Well…no. Not exactly. The carton urges you to go to this site to sign a petition in regards to working towards clean energy. And, to be fair, there’s a lot of information about climate change and how Ben & Jerry’s works towards being a green company.
But I feel like all those tears in the frozen food aisle would have felt more justified if I thought I was actively doing something by purchasing this flavor.
Much like the current state of our planet’s climate, Save Our Swirled sounds like a bit of a mess. The carton describes the flavor as “Raspberry Ice Cream with Marshmallow & Raspberry Swirls & Dark & White Fudge Ice Cream Cones”. Holy ampersands, Batman! I’m pretty sure my elementary school English teacher would ding me for a run-on sentence on that one. And the fact that it’s not a sentence.
Semantics aside, there are so many flavors going on here that my brain is confused, which makes me think my taste buds are going to be, also. I’m also not entirely sure what “dark & white fudge ice cream cones” means. Pieces of cone dipped in chocolate? I guess I’m going to have to dive in to find out.
It looks so innocent on the surface, but there is much hiding underneath. I’m going to have to break this down into parts.
To my surprise, the “cone” part of this didn’t involve ice cream cones at all, but instead referred to the shape of these little candies that are half dark fudge and half white. I’m sure you can understand my confusion, because we are talking about ice cream, so my brain went to waffle cones. Regardless, the little candies were tasty, and the sweetness of the white fudge nicely complimented the slight bitterness of the dark fudge.
The marshmallow swirl is all of the white stuff that you can see in the picture. I found it to be weak in both flavor and texture – all it added was a little sweetness, and it was surprisingly thin to the point of being runny, which is not at all what I would expect from something billed as “marshmallow”.
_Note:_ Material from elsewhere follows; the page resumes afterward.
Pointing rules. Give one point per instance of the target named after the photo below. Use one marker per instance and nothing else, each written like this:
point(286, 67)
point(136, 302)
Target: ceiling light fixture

The raspberry swirl was a tasty…goo-like substance that worked well with the dark chocolate. It was rich and easily distinguishable as raspberry. I really liked the swirl, but on top of already-raspberry ice cream, it started to taste like raspberry overload.
The marshmallow swirl would have done well to step in here and break things up, but apparently it was too busy over there not tasting or acting like marshmallow at all, so it was of no help.
While I enjoyed most of Save Our Swirled’s ingredients on their own, the whole did not add up to the sum of its parts. The raspberry-on-raspberry action was too much and the marshmallow swirl was entirely underwhelming. On the plus side, the dark/white fudge “cones” added a nice change of texture and worked well with the sweetness of the other ingredients.
On the whole, I’d call Save Our Swirled a rare misstep by Ben & Jerry’s. They usually manage to take a mishmash of ingredients and make them work together, but there were some things that just didn’t work here. SOS isn’t so bad that I won’t finish the pint, but I won’t be purchasing it again, especially with all the other B&J’s more delicious options out there. Sorry, world.
Ben & Jerry’s Save Our Swirled Ice Cream
- Score: 2 out of 5 sob-inducing drowning cows
- Price: $3.00 (on sale; regular price $3.99)
- Size: 1 pint
- Purchased at: Target
- Nutritional Quirk: Nothing remotely marshmallow-sounding in the ingredients, so I’m going to blame “liquid sugar” as the marshmallow culprit.